The 1830s saw rebellions break in all of the neighbors of the United States of America. In the British Colonies, the spark was the Slavery Abolition Act of 1834. While the British had been moving incrementally towards restrictions of slavery for decades, the act was still jarring for the Southern Colonies of British North America. The linchpin of their whole economy was based on slavery in the form of the cotton trade. While the colonies had pled with Parliament to exempt them from the act and preserve their 'peculiar institution', they failed. Thus did rebellion spark anew in North America.
The heart of the rebellion was South Carolina, the only province of the Southern Colonies that had been forced to remain in the British Empire. However, the cry for revolution spread far and wide, and soon all the Southern Colonies were in armed revolt.

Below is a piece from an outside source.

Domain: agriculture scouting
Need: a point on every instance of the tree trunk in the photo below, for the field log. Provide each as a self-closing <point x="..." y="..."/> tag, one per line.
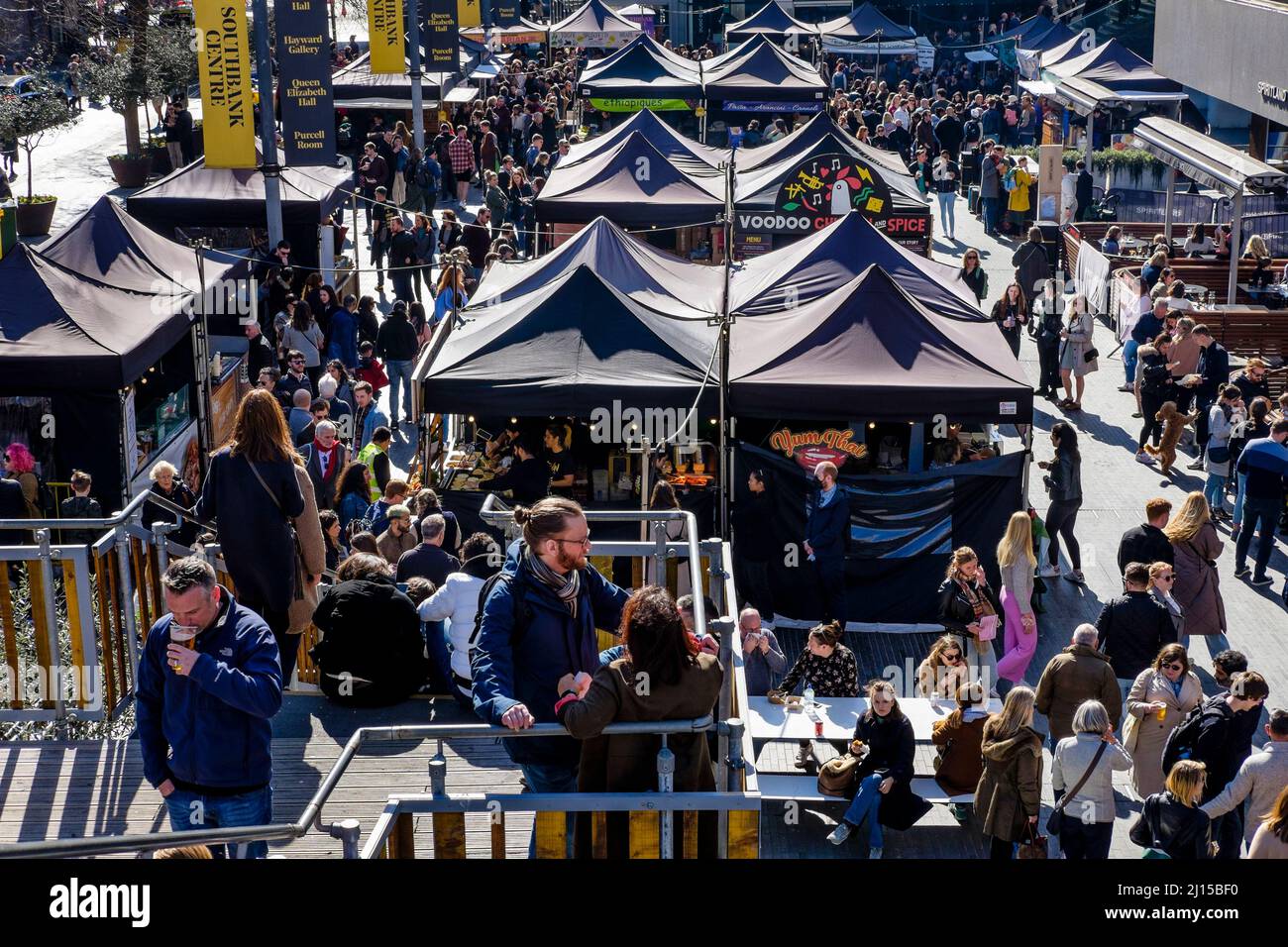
<point x="138" y="17"/>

While slavery was a non-issue in Upper and Lower Canada, there were many grievances against the mishandling of colonial rule by the British government, and with the South rising, a militant minority was inspired to take up arms as well, first in Lower Canada but quickly spreading to Upper Canada.
Coincidentally, only a year later in 1835, a series of rebellions broke out in the United States of Mexico, especially in Texas. Texas had a disproportionate amount of English speaking settlers from the United States and the British Southern Colonies, and when several other states of Mexico rose up in protest to the Federalization of Mexico being forced from the government in Mexico City, they too joined the fray.